History

United Kingdom
- Name: HMS Brave
- Operator: Royal Navy
- Builder: Yarrow Shipbuilders
- Laid down: 24 May 1982
- Launched: 19 November 1983
- Sponsored by: Lady Bryson, wife of Admiral Sir Lindsay Bryson KCB, the Controller of the Navy
- Commissioned: 4 July 1986 in Portsmouth, Hampshire
- Decommissioned: 23 March 1999
- Identification: Pennant number: F94
- Motto: Latin: Fortis Fortuna Adiuvat; ("Fortune Favours the Brave");
- Fate: Sunk as a target vessel by HMS Sceptre and HMS Argyll 2004

General characteristics
- Class & type: Type 22 frigate
- Displacement: 5,300 tonnes
- Length: 148.1 m (486 ft 9 in)
- Beam: 14.8 m (48 ft 6 in)
- Draught: 6.4 m (21 ft)
- Propulsion: 2 × Rolls-Royce Spey SM1A Gas Turbines; 2 × Rolls-Royce Tyne RM1C Gas Turbines
- Speed: 18 knots (33 km/h; 21 mph) (cruise); 30 knots (56 km/h; 35 mph) (max);
- Complement: 250 (19 officers, 73 senior ratings, 173 junior ratings)
- Armament: GWS25 Mod 3 Seawolf SAM launcher; 4 × MM38 Exocet SSM launchers; 2 × 40/60 Bofors guns; 2 × STWS torpedo tubes;
- Aircraft carried: Lynx HAS3 Mk.8 helicopter

= HMS Brave (F94) =

1986 Type 22 or Broadsword-class frigate of the Royal Navy

HMS Brave was a Type 22 frigate of the Royal Navy. She was built by Yarrow Shipbuilders Ltd, Glasgow, Scotland and launched on 19 November 1983. Brave was decommissioned on 23 March 1999 and was expended as a target in August 2004 by the submarine and frigate .
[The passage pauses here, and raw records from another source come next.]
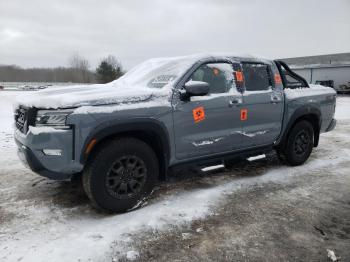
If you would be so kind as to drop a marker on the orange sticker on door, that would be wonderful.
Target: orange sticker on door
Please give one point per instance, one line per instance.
(278, 79)
(239, 76)
(198, 114)
(244, 114)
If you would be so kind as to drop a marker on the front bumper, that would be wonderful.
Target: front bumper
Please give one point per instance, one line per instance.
(331, 125)
(30, 151)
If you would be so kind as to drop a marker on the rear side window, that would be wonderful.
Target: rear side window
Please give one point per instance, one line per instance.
(256, 76)
(219, 76)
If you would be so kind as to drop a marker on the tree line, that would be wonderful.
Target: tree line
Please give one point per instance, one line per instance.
(77, 71)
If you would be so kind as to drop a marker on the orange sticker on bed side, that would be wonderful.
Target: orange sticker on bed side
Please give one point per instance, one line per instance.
(198, 114)
(278, 79)
(239, 76)
(244, 114)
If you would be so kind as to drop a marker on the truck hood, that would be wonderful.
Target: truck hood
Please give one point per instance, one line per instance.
(88, 95)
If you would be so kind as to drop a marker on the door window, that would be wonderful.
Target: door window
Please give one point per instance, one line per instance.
(256, 76)
(219, 76)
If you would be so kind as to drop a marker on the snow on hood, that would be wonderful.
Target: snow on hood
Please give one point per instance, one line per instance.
(152, 79)
(83, 95)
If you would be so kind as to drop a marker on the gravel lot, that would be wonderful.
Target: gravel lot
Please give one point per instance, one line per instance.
(256, 211)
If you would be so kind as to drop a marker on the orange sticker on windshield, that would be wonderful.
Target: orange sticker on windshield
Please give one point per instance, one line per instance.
(244, 114)
(239, 76)
(278, 79)
(198, 114)
(216, 71)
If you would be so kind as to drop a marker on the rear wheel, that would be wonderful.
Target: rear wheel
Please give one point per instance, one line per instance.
(121, 174)
(299, 144)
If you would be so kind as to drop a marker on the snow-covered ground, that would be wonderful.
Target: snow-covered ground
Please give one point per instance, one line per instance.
(43, 220)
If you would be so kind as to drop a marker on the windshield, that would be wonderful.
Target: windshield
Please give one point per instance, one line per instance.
(156, 73)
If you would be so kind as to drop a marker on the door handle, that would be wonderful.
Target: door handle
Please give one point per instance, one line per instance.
(235, 102)
(275, 99)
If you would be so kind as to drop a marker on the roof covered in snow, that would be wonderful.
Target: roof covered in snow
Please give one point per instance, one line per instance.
(320, 61)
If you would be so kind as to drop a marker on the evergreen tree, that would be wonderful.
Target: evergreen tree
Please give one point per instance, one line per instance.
(108, 70)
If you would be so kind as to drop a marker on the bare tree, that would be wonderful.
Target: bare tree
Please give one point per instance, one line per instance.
(80, 67)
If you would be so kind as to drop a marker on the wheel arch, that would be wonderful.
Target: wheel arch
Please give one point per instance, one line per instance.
(152, 132)
(308, 113)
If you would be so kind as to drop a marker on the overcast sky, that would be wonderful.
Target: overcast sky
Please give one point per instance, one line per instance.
(46, 32)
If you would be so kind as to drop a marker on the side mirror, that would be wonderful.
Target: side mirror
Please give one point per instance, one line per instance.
(196, 88)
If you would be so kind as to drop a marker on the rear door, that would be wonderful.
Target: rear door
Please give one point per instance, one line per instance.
(206, 125)
(262, 105)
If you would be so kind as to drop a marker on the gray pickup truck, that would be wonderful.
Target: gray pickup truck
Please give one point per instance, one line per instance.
(200, 110)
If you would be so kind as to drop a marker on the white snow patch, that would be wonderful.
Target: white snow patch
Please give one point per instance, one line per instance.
(132, 255)
(36, 130)
(331, 255)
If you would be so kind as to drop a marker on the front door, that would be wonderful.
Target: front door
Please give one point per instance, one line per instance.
(209, 124)
(263, 103)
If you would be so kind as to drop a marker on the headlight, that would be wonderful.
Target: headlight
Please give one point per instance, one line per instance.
(54, 118)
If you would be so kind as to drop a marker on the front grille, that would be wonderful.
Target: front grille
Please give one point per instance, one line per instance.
(24, 117)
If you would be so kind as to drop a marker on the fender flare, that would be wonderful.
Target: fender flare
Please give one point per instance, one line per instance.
(113, 128)
(301, 112)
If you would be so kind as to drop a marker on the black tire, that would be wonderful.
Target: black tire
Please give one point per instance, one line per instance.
(121, 175)
(299, 144)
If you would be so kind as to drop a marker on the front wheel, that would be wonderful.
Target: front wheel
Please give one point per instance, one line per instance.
(299, 145)
(121, 174)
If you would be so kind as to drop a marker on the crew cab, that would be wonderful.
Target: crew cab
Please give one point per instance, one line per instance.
(125, 136)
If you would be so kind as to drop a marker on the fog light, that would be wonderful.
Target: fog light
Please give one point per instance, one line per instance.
(52, 152)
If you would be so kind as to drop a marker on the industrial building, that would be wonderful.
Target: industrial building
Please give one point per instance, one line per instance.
(332, 68)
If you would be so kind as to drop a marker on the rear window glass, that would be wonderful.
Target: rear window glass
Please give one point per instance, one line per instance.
(256, 76)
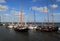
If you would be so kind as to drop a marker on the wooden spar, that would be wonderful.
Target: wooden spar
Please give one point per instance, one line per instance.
(44, 17)
(21, 16)
(48, 15)
(34, 18)
(52, 14)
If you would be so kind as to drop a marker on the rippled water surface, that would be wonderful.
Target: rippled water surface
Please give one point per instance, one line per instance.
(31, 35)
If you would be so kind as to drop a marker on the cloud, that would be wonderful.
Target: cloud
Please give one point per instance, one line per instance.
(34, 0)
(58, 0)
(54, 6)
(41, 9)
(2, 1)
(16, 12)
(3, 8)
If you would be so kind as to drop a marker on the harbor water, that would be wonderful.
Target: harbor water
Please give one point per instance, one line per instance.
(31, 35)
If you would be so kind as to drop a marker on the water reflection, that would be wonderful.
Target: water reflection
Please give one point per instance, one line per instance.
(31, 35)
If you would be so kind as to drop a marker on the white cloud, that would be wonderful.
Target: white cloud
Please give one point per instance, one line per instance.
(16, 12)
(34, 0)
(2, 1)
(54, 6)
(3, 8)
(58, 0)
(41, 9)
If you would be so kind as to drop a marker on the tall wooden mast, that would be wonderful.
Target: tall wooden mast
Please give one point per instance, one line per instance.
(48, 14)
(21, 13)
(52, 14)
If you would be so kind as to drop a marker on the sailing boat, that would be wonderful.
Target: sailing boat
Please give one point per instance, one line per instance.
(21, 26)
(9, 24)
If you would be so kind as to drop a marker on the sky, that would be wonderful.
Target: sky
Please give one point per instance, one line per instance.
(10, 10)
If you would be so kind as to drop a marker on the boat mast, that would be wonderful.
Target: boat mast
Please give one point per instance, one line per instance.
(34, 18)
(48, 15)
(21, 16)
== First commission and trials ==
Brave cost some £250m to build and spent most of her first commission (1985–1987) as a trials ship. She achieved various firsts in her weapons and communications fit. Thus, from 1985–1987, Brave had a number of civilian military contractors' personnel embarked and Commander Coyote, the Seawolf trials mascot, became a familiar figure on board. She had a reputation as a "happy ship". It was not until the autumn of 1987 that she undertook Basic Operational Sea Training at Portland and joined the fleet as a fully worked-up unit and she became leader of the 9th Frigate Squadron.

== Programme ==
Her programme from 1986 to 1987 included visits to Lowestoft, Gibraltar, Funchal, Madeira, Porto, London – alongside HMS Belfast in December 1986, Newcastle upon Tyne, Alicante and Torquay. In 1989 the ship was deployed to SE Asia and participated in exercises in the Gulf of Thailand with the navies of Australia (HMAS Darwin FFG04), Malaysia, New Zealand and Singapore. In January 1991 she was deployed to active service in the Gulf war. Whilst there she acted as the flagship for the Senior Naval Officer Middle East (SNOMI) commander of the sea-based task force. Her duties included providing anti-missile defense for US aircraft carriers and battleships, sonar tasks and mine watching. On a couple of occasions she came close to mines which had been dispatched by the Iraq military. Her main task during normal service was sonar patrols and between 1990 and 1992 carried out many successful patrols of the waters around the UK.

== Affiliations ==
She was at first affiliated to Waveney District and the port of Lowestoft, Suffolk; this followed from the last ship of the name's Second World War association with the Suffolk town of Beccles. Other associations included the Royal Irish Rangers, the Worshipful Company of Haberdashers, the Algerines Association, and Sea Cadet and Combined Cadet Force units. She had also forged a liaison with the Mohawk Indians in Canada. TS Mohawk. Her final affiliation was with the town of Dover in 1996.